Historically, we have escaped to alternate realities with defined narratives. Books are written by authors, who weave a story whether it’s fiction or nonfiction. Radio and TV shows are produced, with storylines and characters. The news is defined and prioritized by an editorial board. Movies have scripts and directors. These people exert care and attention to create cohesive, compelling narratives. Of course, this often fails – there’s enough garbage content out there to consume for the rest of your life, with no breaks. But the important point is that we’ve historically been exposed to alternate realities that were intentionally crafted. And so the effects on our own lived realities came from cohesive, designed realities.
Crowdsourced reality is the new normal. Escapism is no longer restricted to designed media. Typically, we’ll spend just as much time escaping to social media and the internet as we do to designed media. And increasingly, the balance is shifting to the internet.
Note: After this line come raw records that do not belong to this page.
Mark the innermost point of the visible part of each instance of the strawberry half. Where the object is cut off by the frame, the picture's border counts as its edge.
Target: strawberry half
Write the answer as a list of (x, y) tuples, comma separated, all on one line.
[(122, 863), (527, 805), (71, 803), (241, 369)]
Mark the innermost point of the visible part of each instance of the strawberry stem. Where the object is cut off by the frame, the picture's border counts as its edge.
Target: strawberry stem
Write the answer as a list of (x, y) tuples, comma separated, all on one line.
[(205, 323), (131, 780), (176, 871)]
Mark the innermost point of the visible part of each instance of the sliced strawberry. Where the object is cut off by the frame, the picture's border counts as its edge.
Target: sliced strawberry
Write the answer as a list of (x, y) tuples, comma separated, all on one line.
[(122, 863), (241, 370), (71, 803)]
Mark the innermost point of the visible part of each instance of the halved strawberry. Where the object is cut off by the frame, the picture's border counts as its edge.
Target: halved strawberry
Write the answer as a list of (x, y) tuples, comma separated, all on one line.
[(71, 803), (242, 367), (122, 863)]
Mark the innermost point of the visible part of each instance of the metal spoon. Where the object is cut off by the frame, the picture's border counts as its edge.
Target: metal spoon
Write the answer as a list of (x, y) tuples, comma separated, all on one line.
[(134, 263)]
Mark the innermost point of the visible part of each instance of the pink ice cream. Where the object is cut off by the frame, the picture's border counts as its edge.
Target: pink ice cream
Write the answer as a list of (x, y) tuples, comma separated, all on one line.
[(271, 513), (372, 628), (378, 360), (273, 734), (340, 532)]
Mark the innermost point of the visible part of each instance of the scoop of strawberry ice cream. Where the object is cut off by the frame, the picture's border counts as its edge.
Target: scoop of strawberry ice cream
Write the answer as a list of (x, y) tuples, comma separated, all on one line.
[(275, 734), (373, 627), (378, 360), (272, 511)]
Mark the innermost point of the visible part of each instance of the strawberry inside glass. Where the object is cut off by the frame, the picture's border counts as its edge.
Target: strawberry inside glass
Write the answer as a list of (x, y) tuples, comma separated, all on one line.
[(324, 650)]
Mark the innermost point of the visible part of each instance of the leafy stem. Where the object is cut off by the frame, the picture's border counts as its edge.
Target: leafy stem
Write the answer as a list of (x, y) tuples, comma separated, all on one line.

The internet and social media are not designed realities. They are scattershot collections of input from all over the place. Refresh your social media feed, and you have no idea what’s going to pop up. Certainly, there was no authorship of what’s next in the feed. There’s no editor, no script, no director. Even if a well-designed piece of scripted content shows up in the feed, it could well be followed by a cat picture or a Spongebob Squarepants meme. No human determines what comes next; if anything does at all, it’s an algorithm.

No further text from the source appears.